The Argentinian soprano Verónica Cangemi, a well known Baroque specialist, joined forces with Andrea Marcon and his La Cetra Baroque Orchestra for an excellent concert, which featured arias by Handel and orchestral music by Vivaldi, the final serious event at the Halle Handel Festival for 2023, and was also notable for the contribution of Celine Pasche, on recorder and harp.

The first item was Vivaldi’s Sinfonia in G major, RV 146, played with great energy in the allegro and presto parts, but beautifully lyrical in the intervening andante “e sempre piano”. Jettisoning the printed program, Cangemi then devoted the first part of the concert to arias from Alcina, starting with “Di’, cor mio, quanti t'amai”, the eponymous heroine’s first aria, when all is still sweetness and light. This was sung with creamy expressive tone, some vibrato and quite a bit of power. An orchestral suite of music from Alcina and Ariodante followed, in the final movement of which Pasche abandoned the harp she had been playing in the continuo and picked up the recorder. There was quite a bit of tuning before and after this, perhaps due to the seasonal heat and humidity.
Cangemi returned for Alcina’s big betrayal aria “Ah! mio cor”, pulling out all the emotional stops. She started with a long drawn out messa di voce – even longer in the da capo – and had there been any scenery it would have been in shreds. After a tsunami of applause, she lightened the mood for Morgana’s “Tornami a vagheggiar”, a melodic delight.
After the interval, the orchestra redeployed itself with a small group on the right of the stage, reproducing the staging of Cleopatra's aria with on-stage banda, “V’adoro, pupille”, sumptuously played and sung. We then had the Chaconne from Handel's Terpsichore, followed by another highly emotional aria, Ginevra’s “Il mio crudel martoro” from Ariodante.
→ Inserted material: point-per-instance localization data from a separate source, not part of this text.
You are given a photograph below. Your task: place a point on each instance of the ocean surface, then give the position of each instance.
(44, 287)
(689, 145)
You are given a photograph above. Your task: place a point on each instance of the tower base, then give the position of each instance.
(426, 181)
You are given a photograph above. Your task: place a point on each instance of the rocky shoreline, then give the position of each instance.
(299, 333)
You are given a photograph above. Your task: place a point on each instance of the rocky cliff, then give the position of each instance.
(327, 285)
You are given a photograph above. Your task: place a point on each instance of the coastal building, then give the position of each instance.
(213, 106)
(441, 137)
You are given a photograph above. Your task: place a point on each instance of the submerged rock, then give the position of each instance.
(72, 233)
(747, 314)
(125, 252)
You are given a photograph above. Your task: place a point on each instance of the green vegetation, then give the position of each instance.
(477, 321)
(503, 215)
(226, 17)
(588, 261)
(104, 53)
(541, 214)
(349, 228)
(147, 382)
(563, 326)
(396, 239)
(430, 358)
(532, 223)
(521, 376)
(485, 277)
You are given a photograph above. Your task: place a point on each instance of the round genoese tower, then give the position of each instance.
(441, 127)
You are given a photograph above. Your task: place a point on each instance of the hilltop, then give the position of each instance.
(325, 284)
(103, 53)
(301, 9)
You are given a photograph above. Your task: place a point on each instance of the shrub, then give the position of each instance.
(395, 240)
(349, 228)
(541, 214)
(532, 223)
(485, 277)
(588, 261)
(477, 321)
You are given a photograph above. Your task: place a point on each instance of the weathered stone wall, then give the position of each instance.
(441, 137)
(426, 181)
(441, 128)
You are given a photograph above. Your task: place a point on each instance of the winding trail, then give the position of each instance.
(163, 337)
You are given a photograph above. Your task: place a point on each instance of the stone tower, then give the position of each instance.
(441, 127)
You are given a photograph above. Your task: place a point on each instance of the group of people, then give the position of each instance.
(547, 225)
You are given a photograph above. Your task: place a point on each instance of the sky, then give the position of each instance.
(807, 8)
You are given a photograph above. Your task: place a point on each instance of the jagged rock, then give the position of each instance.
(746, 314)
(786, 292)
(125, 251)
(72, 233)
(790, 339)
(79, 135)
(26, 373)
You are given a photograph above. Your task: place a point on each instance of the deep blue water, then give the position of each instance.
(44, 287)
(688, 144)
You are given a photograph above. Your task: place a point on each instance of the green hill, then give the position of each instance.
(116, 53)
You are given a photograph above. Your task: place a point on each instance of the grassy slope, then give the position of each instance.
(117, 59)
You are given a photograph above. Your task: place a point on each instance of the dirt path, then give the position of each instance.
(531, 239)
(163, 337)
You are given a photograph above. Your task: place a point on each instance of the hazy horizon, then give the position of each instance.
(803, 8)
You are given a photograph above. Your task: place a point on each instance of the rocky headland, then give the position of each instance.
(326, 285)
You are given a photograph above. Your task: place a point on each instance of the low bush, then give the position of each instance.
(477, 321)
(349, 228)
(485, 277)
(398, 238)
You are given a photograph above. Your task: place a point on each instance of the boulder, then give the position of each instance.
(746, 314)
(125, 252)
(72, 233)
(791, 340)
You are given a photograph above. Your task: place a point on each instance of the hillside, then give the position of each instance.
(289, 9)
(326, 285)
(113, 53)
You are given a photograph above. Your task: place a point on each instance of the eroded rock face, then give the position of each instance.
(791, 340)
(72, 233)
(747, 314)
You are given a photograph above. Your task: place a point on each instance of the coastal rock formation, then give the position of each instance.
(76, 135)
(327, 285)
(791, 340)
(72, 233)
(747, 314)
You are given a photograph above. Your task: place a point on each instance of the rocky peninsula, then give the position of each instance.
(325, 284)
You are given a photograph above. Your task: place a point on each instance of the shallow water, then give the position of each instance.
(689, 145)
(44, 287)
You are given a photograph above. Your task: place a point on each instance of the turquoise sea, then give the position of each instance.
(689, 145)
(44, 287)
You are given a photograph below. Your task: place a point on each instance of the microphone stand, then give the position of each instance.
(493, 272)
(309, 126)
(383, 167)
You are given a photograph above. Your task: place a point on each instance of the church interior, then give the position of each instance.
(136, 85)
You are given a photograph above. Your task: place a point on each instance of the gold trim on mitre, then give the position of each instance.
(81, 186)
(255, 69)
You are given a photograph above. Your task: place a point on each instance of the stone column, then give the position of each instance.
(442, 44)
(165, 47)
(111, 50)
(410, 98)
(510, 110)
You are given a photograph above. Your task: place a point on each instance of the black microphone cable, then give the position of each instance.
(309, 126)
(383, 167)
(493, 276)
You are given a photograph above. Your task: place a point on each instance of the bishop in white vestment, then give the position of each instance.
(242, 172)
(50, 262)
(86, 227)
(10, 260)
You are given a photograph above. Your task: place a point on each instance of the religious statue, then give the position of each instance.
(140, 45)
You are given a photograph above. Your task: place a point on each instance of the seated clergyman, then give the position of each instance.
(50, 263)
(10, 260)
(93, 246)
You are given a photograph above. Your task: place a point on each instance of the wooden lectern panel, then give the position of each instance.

Cangemi’s carefully wrought phrasing and attention to the text, as well as her vocal security, swept the audience along and at its conclusion a long pin-drop silence ensued before thunderous applause.
In another change of pace, this was followed by Vivaldi’s Recorder Concerto in C major, RV 443, in which the versatile Pasche turned in a virtuosic performance, with no score, featuring a very fast first movement with a lovely graceful cadenza. The final programmed offering was Ginevra’s light-hearted “Volate, amori” from Ariodante – fast and exultant. A not entirely surprising encore came in the form of “Lascia ch’io pianga” from Handel’s Rinaldo.